Quelqu'un m'a étonné, un jour, en soutenant que la célébrité littéraire est une aura qui n'a rien à voir avec la qualité de l'oeuvre produite par l'auteur. Je lui ai répondu illico qu'il avait tort. Ma réponse était motivée par une naïveté viscérale propre aux lecteurs inexpérimentés et sous-informés des réalités qui sous-tendent l'ordre du monde. Aujourd'hui, je donne raison à ce critique non-littéraire, pourtant informé de ces types de choses. Je lui donne raison, mais en partie seulement.
La qualité littéraire n'est pas décisive dans le succès que connaît un écrit. La réception d'une oeuvre dépend plus de facteurs extra-littéraires que des critères proprement artistiques. C'est la propagande éditoriale qui fait le succès d'une oeuvre. Il y a des écrivains créés de toutes pièces par le presse, qui vendent leurs livres comme du pain alors que d'autres peinent à voir le bout du tunnel quand bien leur travail porte une valeur esthétique indéniable.

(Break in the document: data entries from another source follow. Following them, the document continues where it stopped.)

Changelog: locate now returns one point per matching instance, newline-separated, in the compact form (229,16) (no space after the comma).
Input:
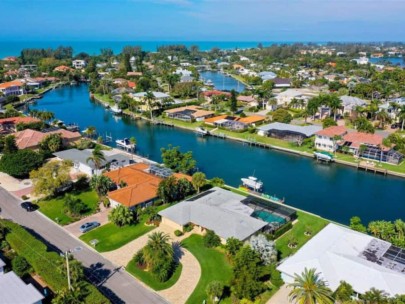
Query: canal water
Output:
(222,82)
(333,191)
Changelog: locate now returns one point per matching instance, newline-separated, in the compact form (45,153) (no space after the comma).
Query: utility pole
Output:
(68,270)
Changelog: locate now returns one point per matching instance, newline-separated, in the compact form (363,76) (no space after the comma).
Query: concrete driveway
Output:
(101,217)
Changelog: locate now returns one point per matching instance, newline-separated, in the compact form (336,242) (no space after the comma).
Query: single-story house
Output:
(141,189)
(327,138)
(217,209)
(9,125)
(350,103)
(341,254)
(281,82)
(14,290)
(30,139)
(288,132)
(189,113)
(14,87)
(79,158)
(373,147)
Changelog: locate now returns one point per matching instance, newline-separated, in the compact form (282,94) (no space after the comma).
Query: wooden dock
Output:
(370,166)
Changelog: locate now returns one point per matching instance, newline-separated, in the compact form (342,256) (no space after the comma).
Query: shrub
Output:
(19,164)
(211,239)
(178,233)
(20,266)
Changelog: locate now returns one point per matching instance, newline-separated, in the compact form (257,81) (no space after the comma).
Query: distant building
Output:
(79,64)
(15,88)
(79,158)
(288,132)
(326,139)
(14,290)
(341,254)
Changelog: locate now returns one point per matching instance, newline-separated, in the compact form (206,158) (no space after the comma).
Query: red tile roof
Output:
(17,120)
(332,131)
(359,138)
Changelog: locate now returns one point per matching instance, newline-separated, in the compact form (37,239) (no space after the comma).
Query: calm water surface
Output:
(332,191)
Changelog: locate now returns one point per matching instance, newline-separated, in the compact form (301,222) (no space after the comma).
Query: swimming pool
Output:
(268,217)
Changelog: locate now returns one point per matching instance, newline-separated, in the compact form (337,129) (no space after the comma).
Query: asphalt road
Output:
(115,283)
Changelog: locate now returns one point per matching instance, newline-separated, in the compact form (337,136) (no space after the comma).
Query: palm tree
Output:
(97,157)
(334,104)
(150,102)
(309,288)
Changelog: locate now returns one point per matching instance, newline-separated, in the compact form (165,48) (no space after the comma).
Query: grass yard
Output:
(111,237)
(150,280)
(214,266)
(54,208)
(304,220)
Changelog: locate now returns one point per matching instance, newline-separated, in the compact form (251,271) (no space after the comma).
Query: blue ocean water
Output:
(13,48)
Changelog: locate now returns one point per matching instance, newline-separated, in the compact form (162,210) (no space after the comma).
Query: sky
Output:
(203,20)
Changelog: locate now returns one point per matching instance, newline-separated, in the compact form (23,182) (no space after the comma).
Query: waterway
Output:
(222,81)
(333,191)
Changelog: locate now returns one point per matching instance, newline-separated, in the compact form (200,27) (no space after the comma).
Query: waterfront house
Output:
(369,146)
(79,64)
(341,254)
(141,186)
(189,113)
(14,290)
(15,87)
(288,132)
(326,139)
(113,160)
(217,209)
(350,103)
(9,125)
(62,69)
(281,82)
(31,139)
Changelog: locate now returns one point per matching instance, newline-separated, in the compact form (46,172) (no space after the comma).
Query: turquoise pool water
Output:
(268,217)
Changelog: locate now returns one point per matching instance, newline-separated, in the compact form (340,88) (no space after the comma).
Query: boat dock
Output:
(371,166)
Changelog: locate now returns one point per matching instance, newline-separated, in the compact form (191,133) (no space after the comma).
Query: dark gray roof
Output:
(218,210)
(306,130)
(14,290)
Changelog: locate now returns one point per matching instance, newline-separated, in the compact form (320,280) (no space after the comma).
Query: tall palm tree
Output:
(150,102)
(309,288)
(97,157)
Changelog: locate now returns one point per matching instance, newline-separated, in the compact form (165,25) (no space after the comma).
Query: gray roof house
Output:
(79,159)
(286,131)
(14,290)
(218,210)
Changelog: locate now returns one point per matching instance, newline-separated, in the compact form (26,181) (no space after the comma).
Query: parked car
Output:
(88,226)
(28,206)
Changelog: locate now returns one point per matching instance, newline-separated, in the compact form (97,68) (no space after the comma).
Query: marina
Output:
(340,191)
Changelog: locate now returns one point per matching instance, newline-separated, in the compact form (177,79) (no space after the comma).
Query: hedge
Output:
(44,262)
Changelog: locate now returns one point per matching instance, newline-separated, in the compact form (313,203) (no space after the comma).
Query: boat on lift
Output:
(201,131)
(252,183)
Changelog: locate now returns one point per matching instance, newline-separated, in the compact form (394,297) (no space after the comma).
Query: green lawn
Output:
(54,208)
(304,219)
(150,280)
(111,237)
(214,266)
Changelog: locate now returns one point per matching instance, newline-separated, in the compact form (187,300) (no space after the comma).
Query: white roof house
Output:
(218,210)
(14,290)
(342,254)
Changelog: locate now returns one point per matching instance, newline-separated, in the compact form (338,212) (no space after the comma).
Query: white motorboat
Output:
(202,131)
(252,183)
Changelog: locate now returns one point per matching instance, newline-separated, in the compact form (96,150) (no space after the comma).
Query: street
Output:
(115,283)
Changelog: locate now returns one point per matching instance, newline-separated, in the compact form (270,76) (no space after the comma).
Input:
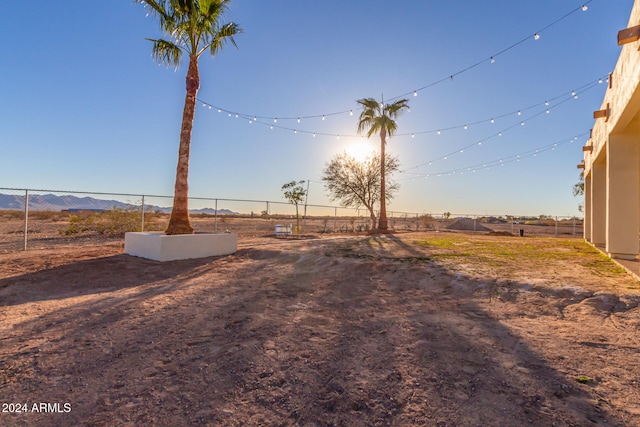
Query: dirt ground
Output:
(433,329)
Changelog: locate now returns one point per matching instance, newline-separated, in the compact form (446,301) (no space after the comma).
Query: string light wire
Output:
(414,92)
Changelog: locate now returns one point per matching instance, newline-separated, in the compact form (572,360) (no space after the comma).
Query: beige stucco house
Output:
(612,155)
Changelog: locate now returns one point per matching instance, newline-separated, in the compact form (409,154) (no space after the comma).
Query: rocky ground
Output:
(437,329)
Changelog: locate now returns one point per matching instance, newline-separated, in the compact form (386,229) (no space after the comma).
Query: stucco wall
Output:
(623,97)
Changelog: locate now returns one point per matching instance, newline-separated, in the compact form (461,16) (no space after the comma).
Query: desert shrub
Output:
(111,223)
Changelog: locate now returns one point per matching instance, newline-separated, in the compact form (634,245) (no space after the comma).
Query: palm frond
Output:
(193,26)
(166,52)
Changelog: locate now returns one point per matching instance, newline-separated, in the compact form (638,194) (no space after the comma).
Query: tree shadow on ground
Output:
(292,336)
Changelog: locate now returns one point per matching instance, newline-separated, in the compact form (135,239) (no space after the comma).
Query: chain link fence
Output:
(47,218)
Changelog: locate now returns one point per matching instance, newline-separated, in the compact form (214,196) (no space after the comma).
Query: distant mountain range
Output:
(51,202)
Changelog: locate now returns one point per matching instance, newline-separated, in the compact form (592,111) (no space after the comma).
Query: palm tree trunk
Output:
(179,223)
(382,223)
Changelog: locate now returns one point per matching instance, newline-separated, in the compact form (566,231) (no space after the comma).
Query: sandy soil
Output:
(399,330)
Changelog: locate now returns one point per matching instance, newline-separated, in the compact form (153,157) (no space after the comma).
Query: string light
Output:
(519,112)
(500,161)
(492,58)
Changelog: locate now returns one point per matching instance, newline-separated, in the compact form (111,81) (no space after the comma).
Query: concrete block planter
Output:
(160,247)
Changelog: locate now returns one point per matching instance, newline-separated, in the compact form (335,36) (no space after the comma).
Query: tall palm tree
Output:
(378,117)
(193,27)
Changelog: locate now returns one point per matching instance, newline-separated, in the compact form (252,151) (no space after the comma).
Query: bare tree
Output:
(294,192)
(357,183)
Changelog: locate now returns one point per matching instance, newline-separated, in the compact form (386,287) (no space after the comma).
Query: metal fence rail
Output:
(32,218)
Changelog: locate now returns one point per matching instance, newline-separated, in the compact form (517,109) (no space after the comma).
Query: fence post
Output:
(215,217)
(26,217)
(142,225)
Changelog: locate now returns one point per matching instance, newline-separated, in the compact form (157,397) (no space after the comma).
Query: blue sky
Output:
(84,107)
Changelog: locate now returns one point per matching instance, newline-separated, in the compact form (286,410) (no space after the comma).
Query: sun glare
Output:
(360,150)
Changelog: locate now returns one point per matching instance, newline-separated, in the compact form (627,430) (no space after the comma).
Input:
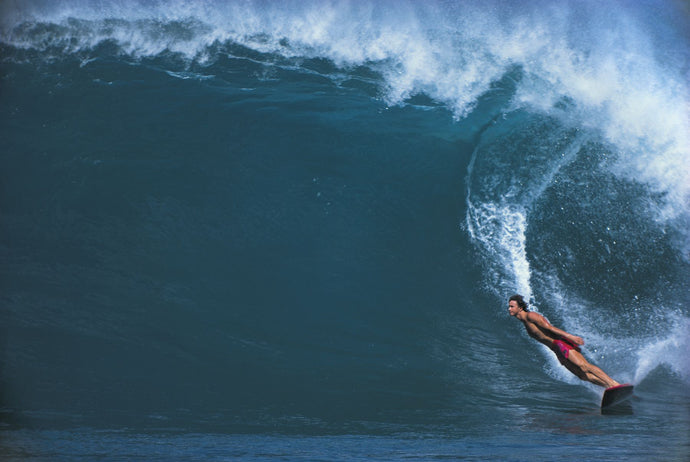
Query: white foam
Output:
(672,351)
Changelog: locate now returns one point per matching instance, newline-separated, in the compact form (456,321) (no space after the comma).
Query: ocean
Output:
(263,230)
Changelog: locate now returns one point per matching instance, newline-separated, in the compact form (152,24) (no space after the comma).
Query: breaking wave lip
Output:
(614,77)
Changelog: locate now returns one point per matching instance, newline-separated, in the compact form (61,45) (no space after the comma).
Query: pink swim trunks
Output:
(563,348)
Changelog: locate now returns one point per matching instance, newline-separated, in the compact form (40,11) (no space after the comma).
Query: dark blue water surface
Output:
(263,230)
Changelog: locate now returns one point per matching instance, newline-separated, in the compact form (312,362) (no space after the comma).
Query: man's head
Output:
(516,303)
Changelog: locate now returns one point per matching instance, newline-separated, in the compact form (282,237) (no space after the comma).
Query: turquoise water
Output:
(256,230)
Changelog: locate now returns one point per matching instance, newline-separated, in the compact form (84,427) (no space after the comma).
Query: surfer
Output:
(565,345)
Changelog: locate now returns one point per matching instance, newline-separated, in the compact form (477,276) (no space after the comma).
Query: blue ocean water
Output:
(267,230)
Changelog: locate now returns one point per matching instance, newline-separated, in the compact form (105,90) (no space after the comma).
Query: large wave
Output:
(580,181)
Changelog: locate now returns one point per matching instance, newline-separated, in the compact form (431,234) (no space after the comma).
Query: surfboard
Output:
(616,395)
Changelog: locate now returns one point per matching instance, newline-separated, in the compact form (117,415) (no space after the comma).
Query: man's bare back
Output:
(565,345)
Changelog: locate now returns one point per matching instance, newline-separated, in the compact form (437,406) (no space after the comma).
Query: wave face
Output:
(290,214)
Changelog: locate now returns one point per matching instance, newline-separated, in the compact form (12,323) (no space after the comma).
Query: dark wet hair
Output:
(520,300)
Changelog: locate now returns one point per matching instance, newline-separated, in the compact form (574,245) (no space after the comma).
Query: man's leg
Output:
(578,365)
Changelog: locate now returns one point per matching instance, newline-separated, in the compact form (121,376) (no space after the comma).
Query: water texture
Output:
(261,230)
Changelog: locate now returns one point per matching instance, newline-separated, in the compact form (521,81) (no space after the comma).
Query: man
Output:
(565,345)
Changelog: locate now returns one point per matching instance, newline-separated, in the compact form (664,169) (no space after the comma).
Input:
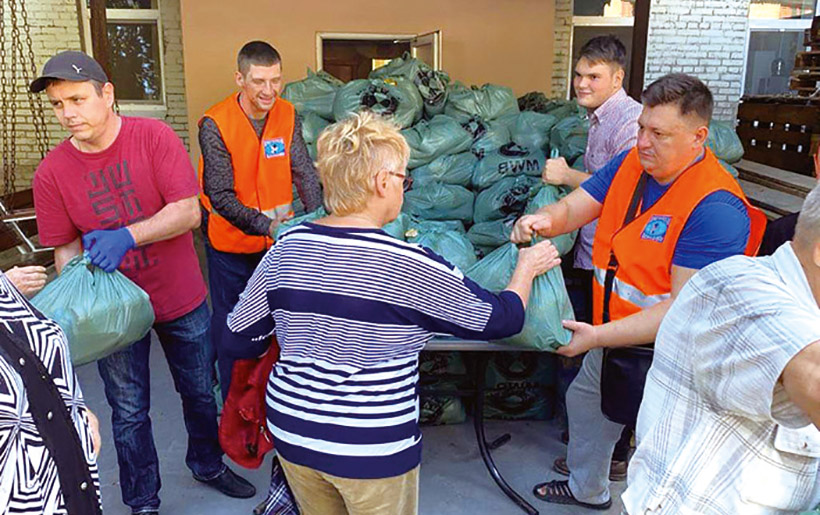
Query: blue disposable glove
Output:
(107,248)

Un récit comme Nervous Conditions de la Zimbabwéenne Tsitsi Dangarembga a connu un succès international alors que je continue jusqu'à ce jour à me poser des questions sur la pertinence et la valeur extraordinaires de cette publication. En fait, ce récit si simple en réalité a touché à un problème féminin ou féministe, à une époque où le monde avait encore les oreilles bouchées pour ce genre de choses. C'est une oeuvre pionnière sur le plan thématique et éditorial. Elle a répondu aux attentes du lectorat de l'époque qui l'a hissée au sommet de la littérature.
Il y a des écrivains qui forcent la note, sans obtenir le succès souhaité. Ce n'est pas la quantité qui fait le succès, bien qu'il en soit aussi tenu compte. Oyono et Kane en sont des exemples. A l'opposé, Calixthe Beyala, disposant d'un lectorat fidèle qui attend avidement ses publications, se permet d'écrire n'importe quoi. Réussit l'oeuvre qui est prise en charge par la machine éditoriale et par la notoriété des sponsors. Il a suffi à Edwidge Danticat de passer dans une super-émission télévisée de Winfried Oprah pour que ses romans deviennent, du jour au lendemain, des bestsellers. Depuis, cette Américaine originaire d'Haïti est devenue l'invitée incontournable de plusieurs conférences ou colloques sur les femmes de la Caraïbe, Haïti, les problèmes interculturels des Amériques.
Je ne remets en question ni la qualité ni le talent génial de ces écrivains. J'affirme seulement que le succès que connaît une oeuvre est souvent tributaire d'un complexe concours de circonstances. Certains bons écrivains sont voués à l'oubli, condamnés au mépris d'une réception condescendante et humiliante. Tel est le lot de la célébrité littéraire.